Das zweite Kapitel ist ganz dem Thema "Stillen und Füttern" gewidmet (Seite 92 bis 139). Die Informationen zu Stillproblemen, Nährwert und Menge der Muttermilch, die Tipps rund ums Anlegen und zu Stillpositionen sowie die Ratschläge zu Fläschchen, Milchersatz und Beikost fand ich sehr informativ und hilfreich.

Im dritten Kapitel dreht sich alles ums "Schlafen und Trösten" (Seite 140 bis 167). Vieles hier Erklärte erschien mir selbstverständlich, allerdings kenne ich auch genügend junge Eltern die verzweifeln. Die Autoren erklären verständlich Babys Schlaf-wach-Rhythmus, stellen Einschlafrituale und verschiedene (auch umstrittene) Methoden zum Schlafenlernen vor, informieren über die Schlafpositionen und darüber, welche momentan als die sicherste gilt. Auch der plötzliche Kindstod, Risikofaktoren und Vorsichtsmaßnahmen gehören zu diesem Kapitel. Genauso Ratschläge dazu, wie Eltern auf ihre weinenden und schreibenden Babys reagieren sollten.
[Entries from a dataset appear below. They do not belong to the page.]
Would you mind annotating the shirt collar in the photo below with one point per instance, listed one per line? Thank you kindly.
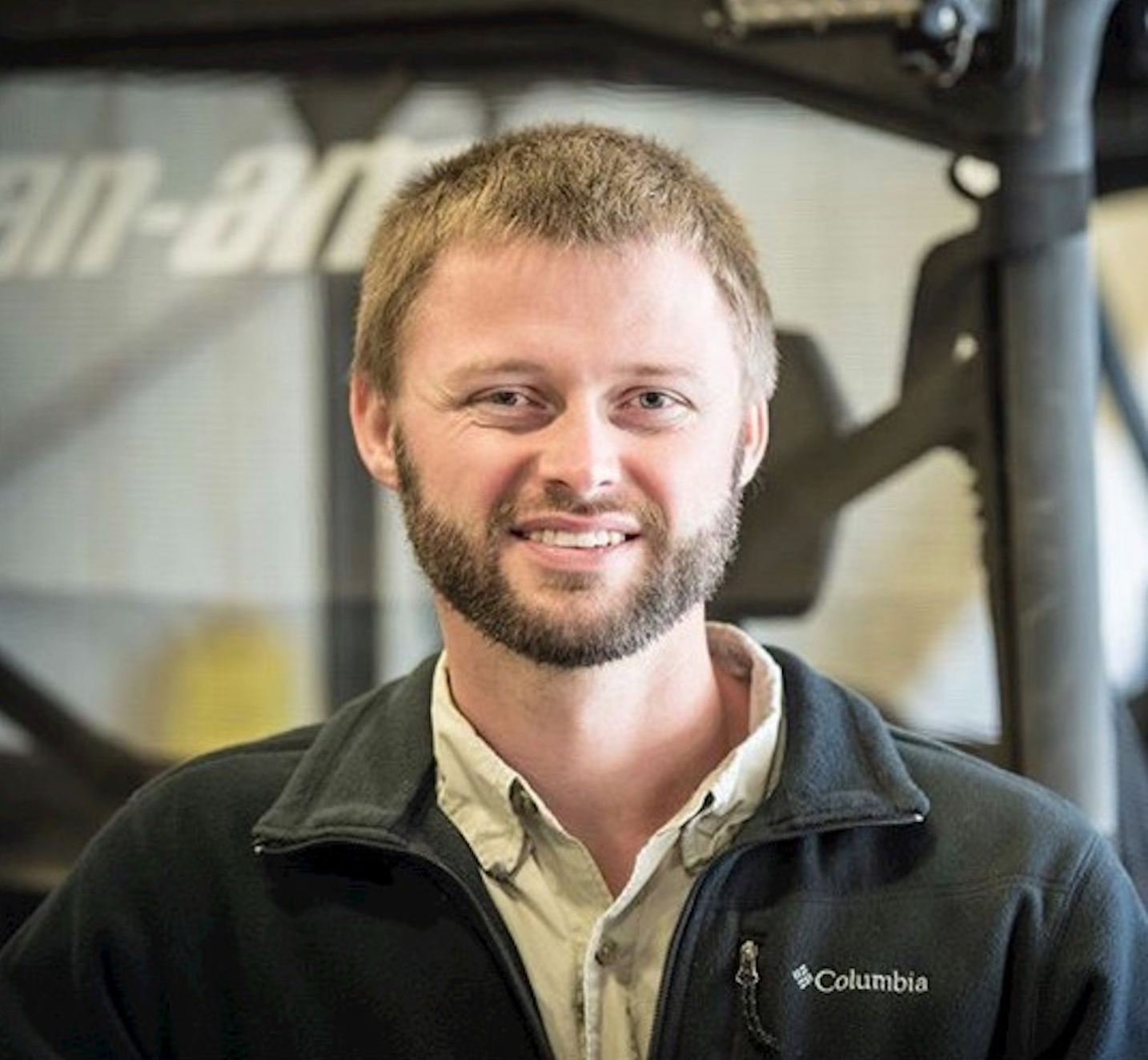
(491, 803)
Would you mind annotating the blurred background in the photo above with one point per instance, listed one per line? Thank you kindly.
(187, 555)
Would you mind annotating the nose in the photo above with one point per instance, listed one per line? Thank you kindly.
(581, 449)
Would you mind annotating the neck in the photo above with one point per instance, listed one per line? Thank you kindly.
(614, 750)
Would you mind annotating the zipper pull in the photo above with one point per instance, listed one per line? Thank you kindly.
(748, 978)
(748, 965)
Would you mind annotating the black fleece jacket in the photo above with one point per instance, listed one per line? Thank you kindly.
(304, 897)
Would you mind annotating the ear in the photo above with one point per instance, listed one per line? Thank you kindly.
(754, 438)
(375, 430)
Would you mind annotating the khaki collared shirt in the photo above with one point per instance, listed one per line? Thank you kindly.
(595, 960)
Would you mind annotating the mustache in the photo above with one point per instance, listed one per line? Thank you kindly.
(558, 499)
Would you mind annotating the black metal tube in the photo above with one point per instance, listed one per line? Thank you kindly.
(1054, 672)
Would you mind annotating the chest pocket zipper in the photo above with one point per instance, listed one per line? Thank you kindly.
(748, 978)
Das vierte Kapitel "Monat für Monat" ist das ausführlichste (Seite 168 bis 319). Unter Berücksichtigung, dass jedes Kind einzigartig und anders ist, geben Nolte und Nolden einen umfangreichen Überblick darüber, wie sich ein Baby entwickelt. Zum ersten Monat werden zum Beispiel folgende Fragen beantwortet: Was passiert in den ersten Tagen nach der Geburt? Welche Reflexe haben schon Neugeborene? Wie begünstigt man Bindung und Vertrauen? Oder: Was sollte die Mutter im Wochenbett beachten? Die Abschnitte zu den folgenden Monaten enthalten jeweils interessante Fakten und Durchschnittswerte zu Wachstum und Entwicklung sowie einen Ratgeberteil zu empfehlenswertem Elternverhalten ("Elterncoach"). An wichtige Termine (Kinderarzt Frauenarzt, Babykurse, Bekleidungsgrößen…) erinnert ein Memo-Kasten am Anfang jeden Abschnitts. Eingeschobene Informationen zu Fehlbildungen, Bewegungsübungen, Tipps fürs Wohlbefinden der Mutter (Entspannung, Schlaf, Yoga, Sex, Abstillen…), Spielzeug, Reisetipps und vielem mehr ergänzen diese spannenden Überblicke.
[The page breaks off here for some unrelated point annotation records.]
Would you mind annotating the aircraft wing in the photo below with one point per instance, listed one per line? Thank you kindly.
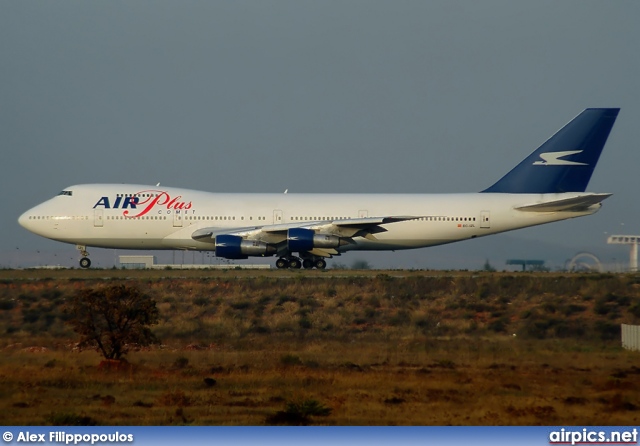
(277, 234)
(575, 204)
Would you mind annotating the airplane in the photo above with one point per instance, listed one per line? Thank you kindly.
(303, 230)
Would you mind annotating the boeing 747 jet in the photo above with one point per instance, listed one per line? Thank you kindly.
(303, 230)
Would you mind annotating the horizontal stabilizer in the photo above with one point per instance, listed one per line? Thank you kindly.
(574, 204)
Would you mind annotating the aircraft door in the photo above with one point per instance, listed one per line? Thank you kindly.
(98, 218)
(277, 217)
(485, 219)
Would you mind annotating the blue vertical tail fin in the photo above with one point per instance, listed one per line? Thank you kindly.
(565, 162)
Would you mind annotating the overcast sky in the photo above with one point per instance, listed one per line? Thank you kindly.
(311, 96)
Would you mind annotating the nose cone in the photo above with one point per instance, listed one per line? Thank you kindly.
(24, 220)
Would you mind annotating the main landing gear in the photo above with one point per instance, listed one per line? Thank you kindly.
(84, 261)
(297, 263)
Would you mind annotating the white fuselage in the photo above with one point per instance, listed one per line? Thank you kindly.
(106, 215)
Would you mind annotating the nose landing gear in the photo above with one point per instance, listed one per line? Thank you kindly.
(84, 261)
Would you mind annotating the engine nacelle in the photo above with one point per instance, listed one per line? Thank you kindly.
(235, 247)
(301, 239)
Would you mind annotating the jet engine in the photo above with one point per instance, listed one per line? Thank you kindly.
(235, 247)
(301, 239)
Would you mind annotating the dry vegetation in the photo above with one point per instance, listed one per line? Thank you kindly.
(425, 348)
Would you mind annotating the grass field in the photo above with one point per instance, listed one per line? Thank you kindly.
(363, 348)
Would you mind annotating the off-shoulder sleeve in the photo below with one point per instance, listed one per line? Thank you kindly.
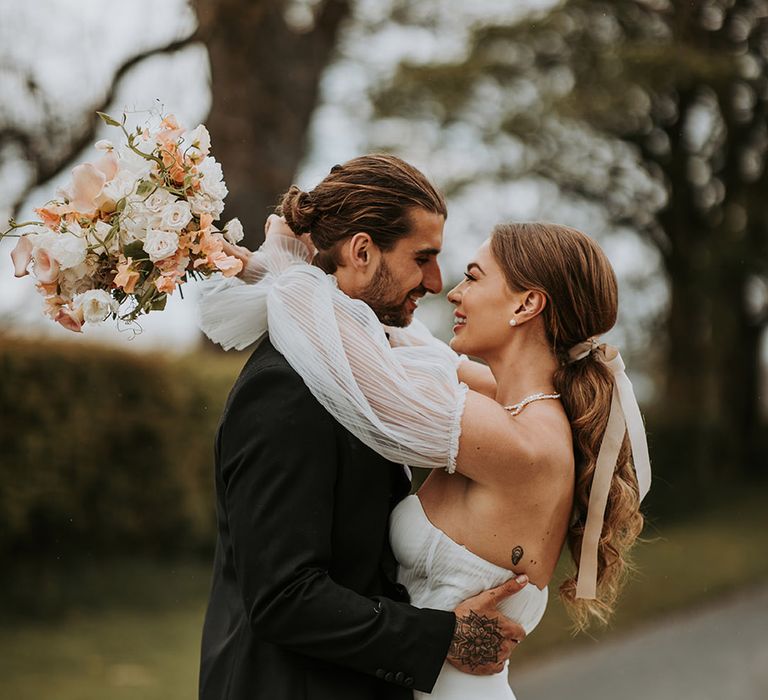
(404, 402)
(233, 312)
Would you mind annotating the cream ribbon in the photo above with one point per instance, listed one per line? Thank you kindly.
(624, 416)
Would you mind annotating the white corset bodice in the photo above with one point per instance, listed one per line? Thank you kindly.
(440, 573)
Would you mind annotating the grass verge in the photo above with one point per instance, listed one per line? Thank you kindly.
(132, 630)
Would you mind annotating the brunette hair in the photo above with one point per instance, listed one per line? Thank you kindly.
(571, 270)
(373, 193)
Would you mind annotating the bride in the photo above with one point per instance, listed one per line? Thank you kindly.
(541, 439)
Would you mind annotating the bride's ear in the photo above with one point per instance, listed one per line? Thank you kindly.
(361, 252)
(531, 305)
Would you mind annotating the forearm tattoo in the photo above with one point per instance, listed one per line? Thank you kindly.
(517, 555)
(477, 641)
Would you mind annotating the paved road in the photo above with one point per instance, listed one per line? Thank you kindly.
(718, 653)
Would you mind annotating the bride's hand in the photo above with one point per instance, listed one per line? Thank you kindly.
(274, 226)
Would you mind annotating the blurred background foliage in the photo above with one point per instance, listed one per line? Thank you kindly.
(641, 121)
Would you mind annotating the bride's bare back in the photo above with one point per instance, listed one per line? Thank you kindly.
(515, 516)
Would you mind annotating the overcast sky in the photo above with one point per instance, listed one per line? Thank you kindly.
(69, 67)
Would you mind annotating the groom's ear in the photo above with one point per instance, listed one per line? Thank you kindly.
(361, 251)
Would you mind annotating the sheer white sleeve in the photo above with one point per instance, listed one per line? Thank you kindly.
(233, 312)
(404, 402)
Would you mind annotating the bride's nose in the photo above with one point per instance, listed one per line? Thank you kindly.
(454, 296)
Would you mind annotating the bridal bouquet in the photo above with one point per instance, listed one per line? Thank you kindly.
(129, 228)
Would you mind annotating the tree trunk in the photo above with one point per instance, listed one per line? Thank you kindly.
(265, 81)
Das letzte Kapitel widmet sich "Babys Gesundheit" (Seite 320 bis 401). Die Informationen reichen von den Vorsorgeuntersuchungen und Impfungen (inklusive übersichtlichem Impfkalender) über den Umgang mit Babys "mit Startschwierigkeiten" (Frühchen, Behinderungen), Unfällen und Erkrankungen bis zur Homöopathie und einem Überblick über die gängigsten Krankheiten.

Im Anhang finden sich dann noch hilfreiche Adressen, Internetseiten, Buchtipps und ein siebenseitiges Glossar. Das Glossar kommt mir für ein Sachbuch dieses Ausmaßes etwas schmal vor. Spontan suchte ich gerade nach Soor und wurde nicht fündig, obwohl ich mir ziemlich sicher bin, im Buch von dieser Infektionskrankheit gelesen zu haben. Vom Sachregister eines Ratgebers erwarte ich eine lückenlose Dokumentation, damit ich bei konkreten, aktuellen Fragen schnell finde, was ich suche. Ich befürchte, dass dieses Register da leider unzureichend ist.

An sich bereue ich die Anschaffung von "Das große Buch für Babys erstes Jahr" aber nicht. Etwas verunsichert haben mich manche Skizzen und Erklärungsversuche sowie der regelmäßige Hinweis auf Risikofaktoren für den plötzlichen Kindstod (bei Weitem nicht nur auf der kompakten Info-Seite dazu) zwar wirklich, doch gaben mir die meisten anderen Informationen Sicherheit und befriedigten meine Neugierde auf das, was da kommen wird. Etwas störend empfand ich die dezente Unübersichtlichkeit, das dünne Glossar, den manchmal langatmigen, leicht psychotherapeutischen Schreibstil und die etwas stiefmüttlerliche Behandlung der Väter. Viele Themen werden trotz der Dicke des Buches nur angerissen. Als Einstieg reicht das aber aus. Mehr Informationen kann man sich dann immer noch über die empfohlenen Links oder Bücher organisieren. Als schnelles Nachschlagewerk ist der Ratgeber eher ungeeignet, nimmt man sich aber Zeit, erhalten (werdende) Eltern mit ihm einen guten Überblick über die Freuden und Herausforderungen des ersten Jahres.